Майкл снова обнял Роуан, и она в ответ прижалась к его груди, ощущая тепло его тела и чувствуя себя рядом с ним в безопасности. Он коснулся поцелуем ее волос, пальцы в перчатках легко погладили щеку. Роуан хотелось сдернуть с них эти перчатки, но она не решилась.

– Забавно, – усмехнулся Майкл. – За годы, прожитые в Калифорнии, мне приходилось работать во многих домах, но ни один из них не заставлял меня чувствовать себя ничтожным смертным. А рядом с этим особняком я испытываю именно это чувство. И знаешь почему? Потому что он действительно простоит века после моей смерти.

Они направились в глубь сада, каким-то чудом находя среди зарослей вымощенные плитняком дорожки. Огромные, острые, как лезвия ножей, листья банановых деревьев царапали лица.

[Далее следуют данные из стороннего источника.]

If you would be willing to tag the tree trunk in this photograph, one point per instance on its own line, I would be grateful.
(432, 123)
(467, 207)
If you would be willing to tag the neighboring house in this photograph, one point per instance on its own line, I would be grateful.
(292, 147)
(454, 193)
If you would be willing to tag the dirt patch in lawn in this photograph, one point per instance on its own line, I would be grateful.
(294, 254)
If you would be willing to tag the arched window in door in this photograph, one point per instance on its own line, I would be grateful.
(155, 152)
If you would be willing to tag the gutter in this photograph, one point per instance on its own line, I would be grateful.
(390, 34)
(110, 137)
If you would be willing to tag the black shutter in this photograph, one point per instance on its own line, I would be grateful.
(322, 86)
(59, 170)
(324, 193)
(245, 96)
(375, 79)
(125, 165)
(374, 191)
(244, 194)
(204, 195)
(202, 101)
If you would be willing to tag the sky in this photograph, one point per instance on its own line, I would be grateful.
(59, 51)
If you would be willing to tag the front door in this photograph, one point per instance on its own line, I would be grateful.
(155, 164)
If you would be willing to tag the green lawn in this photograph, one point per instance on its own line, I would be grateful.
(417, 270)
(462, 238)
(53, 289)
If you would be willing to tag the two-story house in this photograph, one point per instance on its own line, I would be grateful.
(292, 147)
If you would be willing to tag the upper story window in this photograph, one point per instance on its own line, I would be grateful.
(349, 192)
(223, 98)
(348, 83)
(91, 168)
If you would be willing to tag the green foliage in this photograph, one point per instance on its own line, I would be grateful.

Слабо освещенные окна кухни скрылись за густой зеленью кустов. Вокруг царила кромешная тьма.

Они поднялись по каким-то каменным ступеням, и в нос ударил запах водорослей и мокрой травы – так обычно пахнут болота. Роуан догадалась, что перед ними пруд. Он сильно зарос, и открытыми оставались лишь крохотные участки его поверхности – они едва заметно поблескивали во тьме. Время от времени черная масса водорослей вздрагивала и внутри ее вспыхивали какие-то искорки. То тут, то там раздавалось кваканье лягушек До слуха Роуан донесся звук льющейся воды – как будто пруд пополнялся водой из фонтанов. Прищурившись, она сумела разглядеть кончики труб, из которых сочились и падали вниз тонкие, посверкивавшие струйки.